Le 20 Décembre 2019, par Agnes Boschet

Dans le contexte de digitalisation du monde et d’affrontement des puissances américaines et chinoises pour le leadership, il nous est apparu nécessaire de fournir un décryptage de l’écosystème digital chinois.


Des clés de lecture destinées aux dirigeants d’entreprises, aux porteurs de projets et à tous ceux qui veulent s’inspirer ou bien se préparer à la conquête de futurs marchés, aux partenariats, aux coopérations, ou aux alliances.  

À l’heure où de profondes transformations se produisent à la tête des grandes institutions internationales de régulation et d’harmonisation des marchés, on ne peut ignorer l’incontournable propulseur des flux mondiaux de données qu’est l’Empire du Milieu.

Fin 2019, au-delà du plan BRI (One Belt, one Road), il nous importe de distinguer le Plan Routes de la Soie Digitales chinois (Digital Belt & Road, DBAR) comme étant le vecteur d’un colossal changement de référentiel géostratégique à l’échelle internationale. Comment la Chine a su créer les conditions de la transformation du maillage digital du monde ?
 
Oublié le Plan façon Marshall ; il s’agit bien d’une stratégie globale de création de valeur immatérielle portée par la Chine du XXIe siècle et ses champions (BATXH). Il s’agit de la création d’un réseau d’infrastructures digitales solide dédié au développement du commerce, du transport de biens et de services. Et c’est sans compter sur l’utilisation du Big data entre les membres du réseau, pour mieux analyser et anticiper grâce aux outils de modélisation et d’imagerie. 

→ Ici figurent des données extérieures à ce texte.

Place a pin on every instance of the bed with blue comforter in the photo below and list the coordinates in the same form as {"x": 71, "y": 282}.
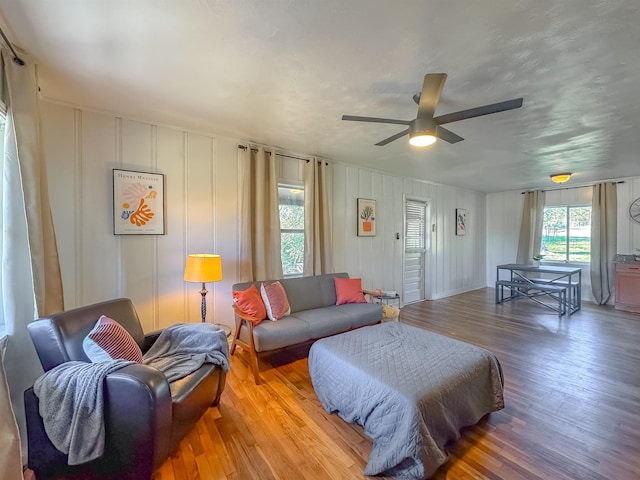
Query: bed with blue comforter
{"x": 410, "y": 389}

Les objectifs principaux du « Digital Belt & Road » concernent le développement du cloud entre les pays et entreprises membres pour accélérer la communication et la recherche, l’adoption de standards et de méthodologies scientifiques communes, l’identification des besoins, les opportunités de recherche et partenariat, la coopération entre les membres de la BRI et les institutions internationales. Le projet de maillage digital engagé exporte le soft Power chinois pour une nouvelle gouvernance planétaire avec à la clé, la réorganisation des institutions mondiales. 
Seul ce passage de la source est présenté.